The incremental cost-effectiveness ratio (ICER) for triple therapy was $8,000 per quality-adjusted life-year in the clinical trial model and $7,000 per QALY in the real-world model, according to the researchers.
The ICER for quadruple therapy was $60,000 per QALY in the clinical trial model and $54,000 per QALY in the real-world model, and ICERs were higher for the quadruple therapy strategy because of the additional costs of sacubitril/valsartan and SGLT2 inhibitors, the researchers found.
“If ARNI and SGLT2 inhibitor therapy were available at generic pricing in 3 years, the ICERs in the [quadruple-therapy] cohorts decrease to $24,000 and $33,000 in the clinical trial and real-world models, respectively,” the researchers wrote in the simultaneous publication. “If they were available at generic pricing now, then the ICERs drop to $7,000 in both models.”

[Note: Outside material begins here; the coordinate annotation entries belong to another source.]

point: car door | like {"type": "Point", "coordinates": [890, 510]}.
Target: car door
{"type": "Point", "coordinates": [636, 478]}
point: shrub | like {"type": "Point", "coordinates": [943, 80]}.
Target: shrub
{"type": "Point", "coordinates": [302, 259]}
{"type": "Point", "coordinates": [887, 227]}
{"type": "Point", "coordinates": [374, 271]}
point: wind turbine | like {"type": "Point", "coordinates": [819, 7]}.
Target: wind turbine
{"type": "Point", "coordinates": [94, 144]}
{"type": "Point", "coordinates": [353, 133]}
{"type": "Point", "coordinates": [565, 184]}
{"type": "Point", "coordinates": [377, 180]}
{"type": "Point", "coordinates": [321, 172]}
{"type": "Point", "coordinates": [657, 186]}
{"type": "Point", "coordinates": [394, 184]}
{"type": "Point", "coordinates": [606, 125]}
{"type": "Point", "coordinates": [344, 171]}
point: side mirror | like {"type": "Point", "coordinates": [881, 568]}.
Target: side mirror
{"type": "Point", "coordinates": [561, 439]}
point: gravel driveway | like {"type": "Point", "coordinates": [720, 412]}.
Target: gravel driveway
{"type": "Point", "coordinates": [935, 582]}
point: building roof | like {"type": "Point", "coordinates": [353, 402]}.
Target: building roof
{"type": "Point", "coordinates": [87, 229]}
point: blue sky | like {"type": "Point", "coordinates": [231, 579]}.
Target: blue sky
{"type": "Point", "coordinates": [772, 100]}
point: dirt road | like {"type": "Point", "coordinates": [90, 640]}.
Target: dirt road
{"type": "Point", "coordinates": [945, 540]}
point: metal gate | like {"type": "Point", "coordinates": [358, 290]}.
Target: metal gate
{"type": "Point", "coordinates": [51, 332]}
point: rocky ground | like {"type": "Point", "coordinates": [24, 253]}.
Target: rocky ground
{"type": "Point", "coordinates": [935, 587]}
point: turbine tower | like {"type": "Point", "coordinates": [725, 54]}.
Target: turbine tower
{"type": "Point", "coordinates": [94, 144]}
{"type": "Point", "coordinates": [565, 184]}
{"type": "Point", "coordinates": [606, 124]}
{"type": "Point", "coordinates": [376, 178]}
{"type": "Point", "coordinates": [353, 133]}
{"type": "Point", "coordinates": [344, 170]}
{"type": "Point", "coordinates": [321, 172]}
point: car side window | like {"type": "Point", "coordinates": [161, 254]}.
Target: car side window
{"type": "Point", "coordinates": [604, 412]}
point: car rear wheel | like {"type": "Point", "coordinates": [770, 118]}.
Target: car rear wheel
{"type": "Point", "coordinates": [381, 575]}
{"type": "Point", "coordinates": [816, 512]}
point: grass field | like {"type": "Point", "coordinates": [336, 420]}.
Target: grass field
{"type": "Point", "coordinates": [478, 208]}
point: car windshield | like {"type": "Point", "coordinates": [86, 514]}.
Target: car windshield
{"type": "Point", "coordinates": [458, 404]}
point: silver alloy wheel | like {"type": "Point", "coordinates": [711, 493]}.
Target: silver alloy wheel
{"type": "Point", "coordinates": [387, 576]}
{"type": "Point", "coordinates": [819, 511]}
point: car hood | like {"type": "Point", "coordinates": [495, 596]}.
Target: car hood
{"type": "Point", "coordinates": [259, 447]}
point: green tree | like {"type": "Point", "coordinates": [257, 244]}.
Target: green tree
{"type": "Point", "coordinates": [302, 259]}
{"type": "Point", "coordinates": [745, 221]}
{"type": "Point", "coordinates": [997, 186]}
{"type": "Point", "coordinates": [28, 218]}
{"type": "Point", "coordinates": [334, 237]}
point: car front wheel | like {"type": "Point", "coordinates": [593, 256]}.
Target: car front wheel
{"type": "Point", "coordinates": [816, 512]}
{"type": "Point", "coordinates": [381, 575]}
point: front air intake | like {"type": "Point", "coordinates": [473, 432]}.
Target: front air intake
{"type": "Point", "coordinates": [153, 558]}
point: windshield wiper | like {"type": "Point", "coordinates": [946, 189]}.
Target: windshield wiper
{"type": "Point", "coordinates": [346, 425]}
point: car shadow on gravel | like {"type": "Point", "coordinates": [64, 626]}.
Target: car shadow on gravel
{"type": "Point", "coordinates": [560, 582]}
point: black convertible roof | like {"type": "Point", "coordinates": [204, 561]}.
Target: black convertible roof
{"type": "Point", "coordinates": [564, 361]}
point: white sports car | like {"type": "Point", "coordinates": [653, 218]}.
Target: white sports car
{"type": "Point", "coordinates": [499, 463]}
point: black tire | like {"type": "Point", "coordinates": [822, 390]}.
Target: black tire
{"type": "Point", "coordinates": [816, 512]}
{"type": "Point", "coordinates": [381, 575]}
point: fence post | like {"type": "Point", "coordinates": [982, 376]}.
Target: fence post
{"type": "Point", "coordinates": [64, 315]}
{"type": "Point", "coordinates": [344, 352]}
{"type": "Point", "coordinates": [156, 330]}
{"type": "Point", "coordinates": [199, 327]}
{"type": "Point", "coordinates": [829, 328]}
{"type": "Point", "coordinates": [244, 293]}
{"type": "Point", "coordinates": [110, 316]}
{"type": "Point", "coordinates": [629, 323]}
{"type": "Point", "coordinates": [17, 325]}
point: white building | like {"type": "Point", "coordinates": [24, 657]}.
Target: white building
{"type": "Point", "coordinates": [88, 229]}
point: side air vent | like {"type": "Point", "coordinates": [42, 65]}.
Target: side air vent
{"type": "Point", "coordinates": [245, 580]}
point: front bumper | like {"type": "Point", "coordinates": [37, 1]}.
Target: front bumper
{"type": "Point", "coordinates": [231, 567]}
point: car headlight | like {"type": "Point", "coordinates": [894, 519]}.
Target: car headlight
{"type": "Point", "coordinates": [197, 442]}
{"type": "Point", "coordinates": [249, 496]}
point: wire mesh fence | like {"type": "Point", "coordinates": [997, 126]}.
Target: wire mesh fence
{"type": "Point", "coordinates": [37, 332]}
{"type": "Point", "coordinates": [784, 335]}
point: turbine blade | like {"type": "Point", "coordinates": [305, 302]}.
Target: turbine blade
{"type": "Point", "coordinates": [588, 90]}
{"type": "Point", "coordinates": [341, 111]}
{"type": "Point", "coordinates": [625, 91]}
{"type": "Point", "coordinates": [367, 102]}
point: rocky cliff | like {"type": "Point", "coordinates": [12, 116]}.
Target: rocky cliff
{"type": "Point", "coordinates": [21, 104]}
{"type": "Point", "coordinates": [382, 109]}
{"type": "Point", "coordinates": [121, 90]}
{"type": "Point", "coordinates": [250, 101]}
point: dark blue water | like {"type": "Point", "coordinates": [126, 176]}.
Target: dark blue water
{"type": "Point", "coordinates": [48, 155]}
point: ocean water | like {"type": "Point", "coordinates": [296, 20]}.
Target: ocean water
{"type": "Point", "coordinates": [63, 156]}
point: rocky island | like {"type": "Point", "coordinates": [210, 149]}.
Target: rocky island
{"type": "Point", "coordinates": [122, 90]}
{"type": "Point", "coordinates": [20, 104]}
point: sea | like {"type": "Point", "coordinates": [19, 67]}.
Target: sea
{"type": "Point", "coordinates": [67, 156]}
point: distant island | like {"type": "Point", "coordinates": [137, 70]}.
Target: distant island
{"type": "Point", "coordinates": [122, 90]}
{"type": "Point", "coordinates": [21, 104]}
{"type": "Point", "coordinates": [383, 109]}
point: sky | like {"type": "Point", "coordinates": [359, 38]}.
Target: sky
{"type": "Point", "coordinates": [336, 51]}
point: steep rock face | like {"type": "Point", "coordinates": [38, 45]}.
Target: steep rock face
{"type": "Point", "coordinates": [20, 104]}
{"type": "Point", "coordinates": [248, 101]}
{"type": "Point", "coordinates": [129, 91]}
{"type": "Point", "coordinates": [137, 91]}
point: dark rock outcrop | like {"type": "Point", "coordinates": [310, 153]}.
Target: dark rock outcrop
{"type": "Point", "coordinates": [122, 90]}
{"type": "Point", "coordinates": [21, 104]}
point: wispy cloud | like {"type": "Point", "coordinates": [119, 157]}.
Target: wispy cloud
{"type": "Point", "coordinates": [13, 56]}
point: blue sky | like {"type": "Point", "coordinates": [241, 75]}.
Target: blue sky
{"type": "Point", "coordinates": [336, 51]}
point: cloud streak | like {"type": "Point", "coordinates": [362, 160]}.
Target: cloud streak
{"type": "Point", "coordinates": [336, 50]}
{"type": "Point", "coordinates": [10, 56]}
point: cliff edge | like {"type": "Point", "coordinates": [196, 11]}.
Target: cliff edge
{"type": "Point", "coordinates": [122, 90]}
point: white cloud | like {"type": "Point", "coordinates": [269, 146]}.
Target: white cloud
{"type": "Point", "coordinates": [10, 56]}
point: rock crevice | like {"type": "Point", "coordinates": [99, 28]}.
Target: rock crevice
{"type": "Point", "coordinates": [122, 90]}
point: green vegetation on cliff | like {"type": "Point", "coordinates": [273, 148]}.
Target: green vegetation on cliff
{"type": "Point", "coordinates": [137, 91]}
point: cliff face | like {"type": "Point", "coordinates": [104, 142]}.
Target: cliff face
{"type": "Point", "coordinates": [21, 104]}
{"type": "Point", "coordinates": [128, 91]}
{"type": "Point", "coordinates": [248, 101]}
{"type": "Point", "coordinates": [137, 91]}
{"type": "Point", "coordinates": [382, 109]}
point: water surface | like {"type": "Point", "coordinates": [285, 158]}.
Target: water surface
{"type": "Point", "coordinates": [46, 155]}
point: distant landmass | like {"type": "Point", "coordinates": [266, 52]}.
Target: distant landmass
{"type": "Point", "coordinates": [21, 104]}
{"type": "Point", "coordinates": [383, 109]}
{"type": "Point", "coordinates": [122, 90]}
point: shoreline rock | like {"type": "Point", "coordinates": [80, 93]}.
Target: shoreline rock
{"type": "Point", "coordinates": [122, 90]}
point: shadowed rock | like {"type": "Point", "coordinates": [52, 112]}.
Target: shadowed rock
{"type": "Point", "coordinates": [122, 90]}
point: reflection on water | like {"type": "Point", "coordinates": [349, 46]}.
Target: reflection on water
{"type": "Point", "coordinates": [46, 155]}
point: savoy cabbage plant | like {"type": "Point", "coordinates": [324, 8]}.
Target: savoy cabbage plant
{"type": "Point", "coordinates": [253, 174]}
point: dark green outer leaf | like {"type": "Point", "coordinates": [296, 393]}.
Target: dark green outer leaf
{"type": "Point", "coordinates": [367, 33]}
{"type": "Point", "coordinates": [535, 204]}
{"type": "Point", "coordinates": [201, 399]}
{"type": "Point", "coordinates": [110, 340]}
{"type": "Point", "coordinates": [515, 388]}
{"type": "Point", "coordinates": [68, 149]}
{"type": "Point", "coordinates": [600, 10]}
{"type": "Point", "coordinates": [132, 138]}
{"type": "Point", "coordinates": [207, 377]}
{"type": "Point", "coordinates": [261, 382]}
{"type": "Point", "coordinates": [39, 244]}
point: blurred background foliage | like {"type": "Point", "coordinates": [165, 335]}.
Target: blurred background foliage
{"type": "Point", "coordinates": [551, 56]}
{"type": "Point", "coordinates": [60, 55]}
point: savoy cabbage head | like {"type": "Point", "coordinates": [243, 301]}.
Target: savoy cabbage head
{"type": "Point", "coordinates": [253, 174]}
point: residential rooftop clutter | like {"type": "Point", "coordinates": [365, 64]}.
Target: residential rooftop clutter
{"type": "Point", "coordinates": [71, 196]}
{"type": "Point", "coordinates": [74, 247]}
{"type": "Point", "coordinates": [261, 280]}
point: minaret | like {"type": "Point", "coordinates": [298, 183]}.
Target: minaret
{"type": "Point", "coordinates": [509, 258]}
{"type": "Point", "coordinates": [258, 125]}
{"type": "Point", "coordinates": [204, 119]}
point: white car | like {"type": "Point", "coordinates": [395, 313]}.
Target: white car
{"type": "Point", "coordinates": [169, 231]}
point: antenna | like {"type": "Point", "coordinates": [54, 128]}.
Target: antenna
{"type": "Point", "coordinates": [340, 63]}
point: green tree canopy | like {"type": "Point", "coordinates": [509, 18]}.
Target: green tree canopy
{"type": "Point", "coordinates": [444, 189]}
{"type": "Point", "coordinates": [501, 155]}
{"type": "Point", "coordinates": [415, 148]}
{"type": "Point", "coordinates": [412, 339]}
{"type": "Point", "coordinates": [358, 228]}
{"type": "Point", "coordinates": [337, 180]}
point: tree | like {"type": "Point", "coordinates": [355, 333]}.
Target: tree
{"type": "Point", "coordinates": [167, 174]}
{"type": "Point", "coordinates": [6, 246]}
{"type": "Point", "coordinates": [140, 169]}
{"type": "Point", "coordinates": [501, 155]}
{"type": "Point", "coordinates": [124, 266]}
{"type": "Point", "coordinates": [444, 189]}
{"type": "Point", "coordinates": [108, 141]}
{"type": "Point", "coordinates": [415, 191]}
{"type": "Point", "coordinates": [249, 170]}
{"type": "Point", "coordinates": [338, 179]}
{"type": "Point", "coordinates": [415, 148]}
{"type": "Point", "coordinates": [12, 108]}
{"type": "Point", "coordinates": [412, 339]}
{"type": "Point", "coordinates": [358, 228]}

“This study demonstrates that an intensive GDMT optimization program targeting patients hospitalized with HFrEF would result in substantial gains in clinical outcomes, be extremely cost-effective and provide very high value,” Fonarow told Healio. “These findings were robust across a range of modeling assumptions. The greatest gains in clinical outcomes would occur with the use of optimal quadruple GDMT (ARNI plus beta-blocker plus [mineralocorticoid receptor antagonist] plus SGLT2 inhibitor). The implications of these findings are that clinicians, health systems, payers and policymakers should prioritize implementation of programs to achieve in-hospital and early post-discharge intensive optimization of comprehensive GDMT in all eligible patients hospitalized with HFrEF. If intensive GDMT optimization programs were successfully deployed throughout the U.S. for HFrEF, hundreds of thousands of rehospitalizations and premature cardiovascular deaths could be prevented each year compared to the current usual care being provided in the U.S.”